Movidius' Neural Compute Engine is a fixed-function hardware block that accelerates Deep Neural Network (DNN) inferences to more than 1 TOPS. Movidius claims the engine provides industry-leading performance per Watt, which is critical for the low-power design. Memory throughput can be a gating factor, so Movidius employs 2.5MB of on-chip memory connected to the Intelligent Memory Fabric to provide up to 450GB/s of bandwidth. The Movidius 2 featured 2MB of on-chip memory, but we aren't privy to its memory bandwidth specifications. In either case, all data movement between components incurs higher power consumption, so additional local memory capacity helps ensure a low power envelope.

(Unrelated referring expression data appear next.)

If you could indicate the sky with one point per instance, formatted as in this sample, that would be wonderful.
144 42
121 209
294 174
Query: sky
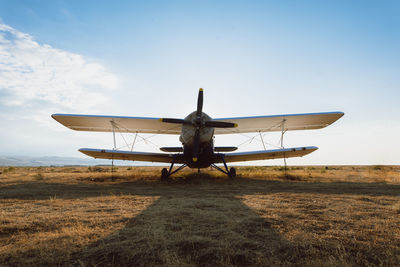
149 58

The Myriad X is available in two chip packages that provide different memory accommodations. The MA2085 comes without on-package memory but exposes an interface for external memory. The MA2485 supports 4Gbit of in-package LPDDR4 memory, which is a notable step up from the LPDDR3 supported on the previous-generation model.
Compared to its predecessor, Movidius claims the improved memory subsystem powers up to 10X the peak floating-point computational throughput when the processor is running multiple neural networks.
Twenty hardware-accelerated Enhanced Vision Accelerators decouple some processes, such as optical flow and stereo depth, from the primary compute engine. The stereo depth block can simultaneously process dual 720p camera inputs at up to 180Hz, or six 720p inputs at 60Hz.
Movidius 2 featured 12 SHAVE (Streaming Hybrid Architecture Vector Engine) cores optimized for computer vision workloads, which increases to 16 cores with the Myriad X. The processor supports up to eight HD camera inputs and can process up to 700 million pixels per second. Sixteen programmable 128-bit VLIW Vector processors complement the other units to boost image signal processing performance.
The SoC employs 16 MIPI lanes that support up to eight HD RGB sensors. Hardware encoders support 4k resolutions at 30Hz (H.264/H.265) and 60Hz (M/JPEG). Other connectivity options include the ubiquitous PCIe 3.0 and USB 3.1 interfaces. The PCIe interface allows vendors to incorporate several VPUs in a single device.
Movidius provides the Myriad Development Kit (MDK) for programming. It includes the requisite dev tools, frameworks, and APIs.
The Movidius X joins Intel's growing arsenal of AI-centric solutions, such as Xilinx FPGAs, Nervana ASICs, and Xeon Phi products. Movidius hasn't shared pricing information, but we'll update as more information becomes available.